The integration of tandem gene repeats via a bacterial type-II toxin-antitoxin-mediated gene amplification (ToxAmp) system and stability visualisation in Saccharomyces cerevisiae

Tandem gene repeats naturally occur as important genomic features and determine many traits in living organisms, like human diseases and microbial productivities of target bioproducts. Here, we develop a bacterial type-II toxin-antitoxin-mediated method to manipulate genomic integration of tandem gene repeats in Saccharomyces cerevisiae and further visualise the evolutionary trajectories of gene repeats.

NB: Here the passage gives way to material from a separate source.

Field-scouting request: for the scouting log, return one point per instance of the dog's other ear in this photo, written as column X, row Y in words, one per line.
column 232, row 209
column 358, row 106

We designed a tri-vector system to introduce toxin-antitoxin-driven gene amplification (ToxAmp) modules, and accidentally re-visited the high-level capacity of multi-fragment co-transformation in S. cerevisiae. This system delivered the multi-copy gene integration in the form of tandem gene repeats spontaneously and independently from toxin-antitoxin-mediated selection. Inducing the toxin (RelE) expressing via a copper (II)-inducible CUP1 promoter successfully drove the in-situ gene amplification of the antitoxin (RelB) module, resulting in ~40 copies of a green fluorescence reporter (GFP) gene per copy of genome. The copy-number changes, increasing and decreasing, and stable maintenance were visualised using the GFP and blue chromoprotein AeBlue as reporters. Copy-number increasing happened spontaneously not depending on a selection pressure and was quickly enriched through toxin-antitoxin-mediated selection. In summary, the bacterial toxin-antitoxin systems provide a flexible mechanism to manipulate gene copy number in eukaryotic cells and can be exploited for synthetic biology and metabolic engineering applications. ### Competing Interest Statement Laura Navone declares competing interests in Eden Brew (Australia). Others declare no competing interests.